Bankruptcy: The End or the Beginning?

Bankruptcy: The End or the Beginning?

Bankruptcy and Registered Retirement Savings Plans

The registered retirement savings plan (RRSP) was conceived as a tax deferral device. It also encourages saving for retirement. The contributions, being property of the contributor, were available to his or her creditors, subject to any exemption found in provincial law. The property of the bankrupt available to creditors under the BIA specifically excludes property exempt from execution or seizure under law (federal or provincial) applicable in a province. By legislation, some pensions (and pension benefits) are exempt from the claims of employee’s creditors.

Employer-sponsored pensions for employees are diminished or non-existent. RRSPs are personally-sponsored defined contribution self-directed pension plans. A registered retirement income fund (RRIF) provides an income during a person’s retirement.

For many years, Alberta’s Insurance Act has protected from creditors annuity products of insurance companies that comply with the required designation of a specified family member as beneficiary. An annuity with an insurance element can qualify as an RRSP under federal income tax law. In Alberta, this discriminated among RRSPs being an exempt or non-exempt asset of a debtor based upon the supplier of the product. Effective October 1, 2009 under Alberta’s Civil Enforcement Act, contributions in an RRSP and in an RRIF, as those plans are defined in Canada’s Income Tax Act, are protected from creditors, but a payment out of a registered plan to a plan holder is not exempt. These provincial laws apply in a bankruptcy.

The BIA now also protects registered retirement savings from creditors. Effective July 7, 2008, contributions in an RRSP and in an RRIF, as those plans are defined in Canada’s Income Tax Act, are protected from the bankrupt’s creditors. Contributions made before July 7, 2008 are protected. There is presently no maximum amount limit. However, under the BIA, contributions made to RRSPs or RRIFs in the 12 months prior to bankruptcy are not protected.

The Alberta Insurance Act, where applicable, and the Alberta Civil Enforcement Act exempt all contributions in an RRSP and in an RRIF including any made in the 12-month period preceding a bankruptcy. A trustee in bankruptcy or creditors could challenge a large contribution made by an insolvent debtor.

The RRSP and RRIF exemption under the BIA is for persons who became bankrupt on or after July 7, 2008. The right to an exemption is determined as of the date of the bankruptcy.

Although an RRSP and an RRIF are exempt, the bankruptcy court may consider the amount of the RRSP or the RRIF in deciding what payments the bankrupt should make as a condition of discharge from bankruptcy.

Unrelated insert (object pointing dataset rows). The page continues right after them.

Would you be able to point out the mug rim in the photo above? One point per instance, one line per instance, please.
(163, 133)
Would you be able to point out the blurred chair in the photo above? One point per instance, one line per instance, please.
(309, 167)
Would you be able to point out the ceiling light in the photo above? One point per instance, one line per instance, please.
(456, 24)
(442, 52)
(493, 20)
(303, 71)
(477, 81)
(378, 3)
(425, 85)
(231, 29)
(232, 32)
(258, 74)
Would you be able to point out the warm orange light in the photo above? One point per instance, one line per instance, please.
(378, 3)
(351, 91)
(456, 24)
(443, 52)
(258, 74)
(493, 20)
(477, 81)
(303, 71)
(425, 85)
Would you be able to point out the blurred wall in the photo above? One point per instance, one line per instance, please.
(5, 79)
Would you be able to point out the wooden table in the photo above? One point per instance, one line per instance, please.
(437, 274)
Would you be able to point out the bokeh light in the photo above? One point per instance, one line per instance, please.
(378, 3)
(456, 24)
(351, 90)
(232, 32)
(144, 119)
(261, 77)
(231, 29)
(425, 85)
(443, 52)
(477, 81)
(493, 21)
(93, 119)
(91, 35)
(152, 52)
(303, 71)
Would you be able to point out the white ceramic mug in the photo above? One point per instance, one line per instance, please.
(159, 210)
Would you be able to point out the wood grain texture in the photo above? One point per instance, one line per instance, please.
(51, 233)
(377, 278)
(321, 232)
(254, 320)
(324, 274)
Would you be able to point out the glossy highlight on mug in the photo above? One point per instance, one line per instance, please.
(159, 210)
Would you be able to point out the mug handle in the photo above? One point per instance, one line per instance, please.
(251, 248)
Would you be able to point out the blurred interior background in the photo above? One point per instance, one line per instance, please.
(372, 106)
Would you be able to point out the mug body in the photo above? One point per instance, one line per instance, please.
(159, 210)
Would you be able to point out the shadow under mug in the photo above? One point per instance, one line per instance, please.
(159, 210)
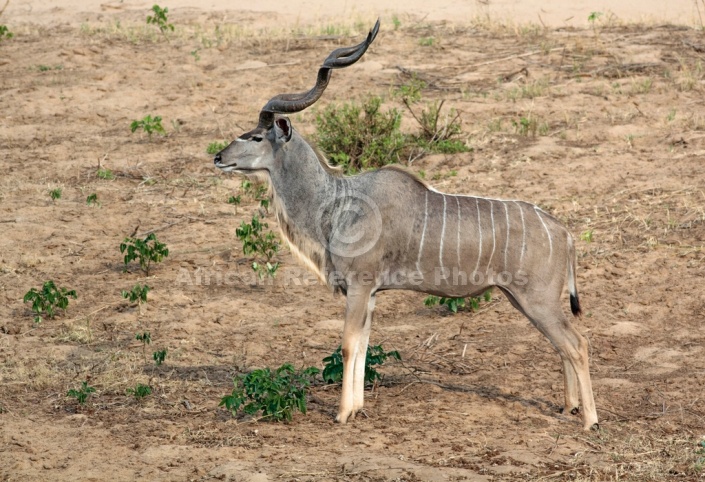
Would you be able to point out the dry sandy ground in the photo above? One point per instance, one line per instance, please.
(617, 149)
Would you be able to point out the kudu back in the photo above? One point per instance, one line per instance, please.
(386, 229)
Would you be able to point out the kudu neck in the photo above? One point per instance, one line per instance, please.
(300, 181)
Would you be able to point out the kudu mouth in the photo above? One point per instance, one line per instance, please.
(290, 103)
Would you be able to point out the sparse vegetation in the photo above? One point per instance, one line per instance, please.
(140, 391)
(276, 394)
(5, 33)
(55, 193)
(48, 299)
(358, 137)
(147, 251)
(159, 356)
(105, 173)
(160, 19)
(262, 246)
(138, 294)
(150, 125)
(82, 393)
(92, 200)
(145, 338)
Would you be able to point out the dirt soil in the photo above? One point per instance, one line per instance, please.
(603, 127)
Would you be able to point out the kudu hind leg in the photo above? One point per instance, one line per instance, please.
(573, 349)
(361, 358)
(355, 333)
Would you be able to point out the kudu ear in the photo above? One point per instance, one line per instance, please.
(282, 129)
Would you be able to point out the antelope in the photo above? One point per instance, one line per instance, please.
(387, 229)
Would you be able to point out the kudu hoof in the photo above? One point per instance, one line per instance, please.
(573, 411)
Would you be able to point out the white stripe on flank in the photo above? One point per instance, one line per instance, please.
(548, 234)
(494, 240)
(457, 202)
(423, 234)
(523, 233)
(443, 232)
(479, 226)
(506, 244)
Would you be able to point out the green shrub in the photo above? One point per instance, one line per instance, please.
(277, 394)
(82, 394)
(358, 137)
(147, 251)
(48, 299)
(262, 246)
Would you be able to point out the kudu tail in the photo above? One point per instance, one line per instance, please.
(572, 288)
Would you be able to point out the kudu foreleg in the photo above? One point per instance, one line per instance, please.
(356, 333)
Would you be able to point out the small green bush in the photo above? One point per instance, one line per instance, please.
(358, 137)
(149, 125)
(147, 251)
(262, 246)
(48, 299)
(82, 394)
(140, 391)
(277, 394)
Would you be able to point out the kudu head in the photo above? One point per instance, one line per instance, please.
(256, 150)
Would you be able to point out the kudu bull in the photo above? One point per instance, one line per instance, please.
(386, 229)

Automatic Discharge from Bankruptcy

Prior to September 18, 2009, all first-time bankrupt individuals were eligible for an automatic discharge from bankruptcy after nine months in bankruptcy unless the trustee, a creditor, or the Superintendent of Bankruptcy gives notice of an opposition to the automatic discharge. Since September 18, 2009, except for the personal income tax debtors mentioned below, an automatic discharge may be available to first-time and second time bankrupt individuals. The timing of the automatic discharge depends on whether or not there is surplus income. Surplus income is the portion of a bankrupt individual’s total income that exceeds what is necessary for the bankrupt to maintain a reasonable standard of living based on the applicable standards set by the Superintendant and by the bankrupt’s trustee.

  • A first-time bankrupt individual, where there is no opposition and no surplus income payable to the trustee for the bankrupt’s estate, will be automatically discharged after nine months in bankruptcy.
  • A first-time bankrupt, where there is no opposition filed and with surplus income payable to the trustee, is only eligible for an automatic discharge after 21 months.
  • A second-time bankrupt, where there is no opposition filed and no surplus income payable, is only eligible for an automatic discharge after 24 months.
  • A second-time bankrupt, where there is no opposition filed and with surplus income payable, is only eligible for an automatic discharge after 36 months.

The obligation to pay surplus income to the trustee ceases when the bankrupt would have been automatically discharged from bankruptcy had the opposition not been filed. The new automatic discharge provisions only apply to personal bankruptcies that start on or after September 18, 2009. First-time and second-time bankrupts may apply to the bankruptcy court for an earlier discharge.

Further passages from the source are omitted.